SENEGAL-AFRIQUE-DEFIS
Dakar, 3 fèv (APS) – Une rencontre scientifique de trois jours consacrée aux enjeux de la recherche et aux défis de la transversalité des savoirs en Afrique s’est ouverte mardi à l’Université Cheikh Anta Diop (UCAD) de Dakar, à l’initiative de l’École doctorale Arts, Cultures et Civilisations (ED-ARCIV), dans le cadre de la première édition de ses Doctoriales.

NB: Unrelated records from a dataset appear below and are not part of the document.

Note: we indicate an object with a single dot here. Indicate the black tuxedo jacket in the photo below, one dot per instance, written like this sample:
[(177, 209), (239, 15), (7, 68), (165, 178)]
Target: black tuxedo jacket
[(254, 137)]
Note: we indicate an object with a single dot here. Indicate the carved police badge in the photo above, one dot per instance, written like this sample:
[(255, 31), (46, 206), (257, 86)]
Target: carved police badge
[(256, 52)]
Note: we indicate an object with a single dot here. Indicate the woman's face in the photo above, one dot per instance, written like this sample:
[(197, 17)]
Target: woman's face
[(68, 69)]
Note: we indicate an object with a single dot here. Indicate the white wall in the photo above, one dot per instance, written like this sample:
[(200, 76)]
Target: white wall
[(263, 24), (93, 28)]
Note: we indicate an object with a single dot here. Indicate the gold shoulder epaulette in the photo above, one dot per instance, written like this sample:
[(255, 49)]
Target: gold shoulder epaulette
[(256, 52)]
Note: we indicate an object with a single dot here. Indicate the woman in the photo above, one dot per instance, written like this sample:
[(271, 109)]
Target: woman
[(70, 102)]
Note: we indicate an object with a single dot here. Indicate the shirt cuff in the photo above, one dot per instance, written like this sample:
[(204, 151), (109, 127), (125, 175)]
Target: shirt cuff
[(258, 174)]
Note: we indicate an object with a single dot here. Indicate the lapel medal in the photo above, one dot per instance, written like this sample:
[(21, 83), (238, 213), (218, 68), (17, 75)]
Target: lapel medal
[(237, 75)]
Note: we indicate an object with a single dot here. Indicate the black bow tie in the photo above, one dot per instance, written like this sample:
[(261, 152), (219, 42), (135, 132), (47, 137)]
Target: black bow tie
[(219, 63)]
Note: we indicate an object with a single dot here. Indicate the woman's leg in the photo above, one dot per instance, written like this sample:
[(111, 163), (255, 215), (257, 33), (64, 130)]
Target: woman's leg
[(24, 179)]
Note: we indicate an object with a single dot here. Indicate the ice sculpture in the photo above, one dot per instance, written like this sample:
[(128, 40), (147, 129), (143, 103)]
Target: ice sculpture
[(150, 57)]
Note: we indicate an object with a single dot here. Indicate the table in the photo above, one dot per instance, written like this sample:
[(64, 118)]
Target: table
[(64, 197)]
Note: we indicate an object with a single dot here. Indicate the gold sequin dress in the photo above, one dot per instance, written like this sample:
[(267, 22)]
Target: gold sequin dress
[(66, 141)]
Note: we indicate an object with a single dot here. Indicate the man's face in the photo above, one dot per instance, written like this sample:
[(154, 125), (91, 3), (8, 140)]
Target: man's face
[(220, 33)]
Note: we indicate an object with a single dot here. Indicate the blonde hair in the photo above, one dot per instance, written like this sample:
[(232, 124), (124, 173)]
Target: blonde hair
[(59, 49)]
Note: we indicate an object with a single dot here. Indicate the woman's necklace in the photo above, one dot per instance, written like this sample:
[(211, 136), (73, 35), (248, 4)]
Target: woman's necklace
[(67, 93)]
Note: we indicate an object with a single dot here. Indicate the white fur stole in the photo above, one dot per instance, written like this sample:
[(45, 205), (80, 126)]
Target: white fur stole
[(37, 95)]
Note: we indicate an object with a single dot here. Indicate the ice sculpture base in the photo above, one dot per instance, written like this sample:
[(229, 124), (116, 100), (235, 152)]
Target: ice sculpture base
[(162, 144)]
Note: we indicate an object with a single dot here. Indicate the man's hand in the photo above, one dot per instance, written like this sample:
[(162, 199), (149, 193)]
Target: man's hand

Placée sous le thème ‘’Recherche scientifique et transversalité des savoirs : enjeux, défis et perspectives pour l’Afrique’’, cette rencontre, qui se poursuit jusqu’à jeudi, vise à instaurer un cadre collaboratif et transversal de réflexion et de formation, a expliqué la présidente du comité scientifique, Marième Hady Wane Ly.
Elle indique que l’approche transversale permet de penser “les dynamiques littéraires, culturelles” afin de produire une ‘’connaissance ancrée et ouverte’’, en faisant dialoguer ‘’savoirs académiques et savoirs endogènes’’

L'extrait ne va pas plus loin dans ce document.